O namoro terminou em julho e no mês seguinte ela compôs a música. Ao gravar o clipe na terra natal do ex-amado, até se encontraram, mas ela não aposta em revival. “Ainda estava meio dolorido, mas não moro nem pretendo viver em Roma. Nesses dois anos tentei buscar de todas as formas com que pudesse ir para Los Angeles. Por mais que tenha proposto isso, sei que é difícil, ele tem seus compromissos, então, é deixar ir”, acrescenta ela, resiliente, que costuma transformar as experiências em melodia e poesia.

Beea grava clipe de Let You Go, tendo ao fundo a Igreja do Santíssimo Nome de Maria no Fórum de Trajano (Foto: Divulgação)

Beea grava clipe de Let You Go, tendo ao fundo a Igreja do Santíssimo Nome de Maria no Fórum de Trajano (Foto: Divulgação)

Beea já deixou a cidade eterna e está de volta a Los Angeles. Na imprensa americana, ela vem chamando atenção por sua mensagem ativista de empoderamento feminino. Este lado foi sendo construído pouco a pouco por tudo que viveu. “Porque este lado feminista é tão forte e presente na minha vida? Sou uma mulher que desde criança, menina, cresci em festa, em bar e na noite cantando com meu pai. Eu e meus pais ouvimos muito que eu era uma criança ou uma adolescente criada no mundo. Na minha cabeça de adolescente, não entendia o que aquilo significava. A visão que as pessoas tinham era preconceito de cidade pequena”, comenta ela, natural da cidade de Três Marias, no estado de Minas Gerais.

E prossegue com longo relato sobre os muitos comentários que ouviu e a forma como se repetiu a visão de mundo de seus namorados. “Na jornada da vida até chegar aqui, tive vários relacionamentos. Um namorado, por exemplo, falou exatamente assim: ‘Te amo, quero casar, mas só quando você tiver um trabalho de verdade. Cantora não é um trabalho de verdade. Cantar não é trabalho’. Outro, disse: ‘Eu não aceito o que você faz, porque ser cantora na noite não é coisa de mulher direita.’ Eu ainda era adolescente quando ouvi isso. Tive um outro que era bem conectado com a mídia. Então, após uns meses de relacionamento, pedi que ele apresentasse meu trabalho para alguém. E ele respondeu assim: ‘Não vou fazer isso, porque tenho medo de se você ficar famosa, me deixar para trás.’ Nunca tinha parado para pensar nesse tipo de atitude. Fazer música para mim não tem relação com ficar famosa, senão já tinha parado. Afinal, estou com 35  anos de idade e comecei aos cinco. Acho que precisa ter muito amor para continuar nessa carreira.
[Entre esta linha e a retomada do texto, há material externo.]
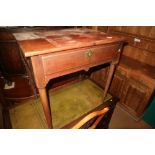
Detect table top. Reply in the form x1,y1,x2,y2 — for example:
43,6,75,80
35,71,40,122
13,28,125,57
Por ela, sofri muito preconceito”, reclama.

Let You Go retrata romance que não resistiu a distância entre Estados Unidos e Itália (Foto: Divulgação)

Let You Go retrata romance que não resistiu a distância entre Estados Unidos e Itália (Foto: Divulgação)

Mas sempre foi forte e encarou sem medo os desafios como o de ir morar sozinha nos Estados Unidos para realizar seu sonho. “Meu pai era bem conectado, socializado. As festas em que cantávamos eram de políticos, pessoas da sociedade. Era bonito ver esta apresentação de pai e filha. Mas aquilo incomodou  um pouco pessoas próximas. A mulher precisa ser forte para seguir o caminho dela. Senti isso no feminismo. Essa força que tenho, não encontrei em nenhum dos parceiros, tipo aquela coisa: ‘O seu sonho é o meu sonho.” Não! O que encontrei foi muita gente querendo abortar o meu sonho. Senti na pele. Levanto esta bandeira de que a força precisa estar na própria mulher. Eu sou a prova disso. A mulher precisa ser muito forte para seguir o caminho dela”, aponta.

Mas definiria como tóxicos vários desses envolvimentos afetivos? “É difícil classificar. Nas minhas relações essa foi a parte que encontrei resistência. Não posso dizer que o cara não era legal, mas quando queria alçar voos, cortava as minhas asas. Mas não sei dizer se era uma relação tóxica. Talvez nem tenha chegado ao ponto de ser assim. Talvez seja fruto da sociedade machista. Mas essas atitudes me serviram como incentivo. Falo que me fizeram um favor. Não vou ceder e não cedi a isso. E aí o próximo passo que eu dava era tão gigante, que resultava a meu favor. Às vezes, chorava, pensava ‘meu Deus, traga essa pessoa de volta’. Hoje, falo, que bom que Deus levou embora (risos).”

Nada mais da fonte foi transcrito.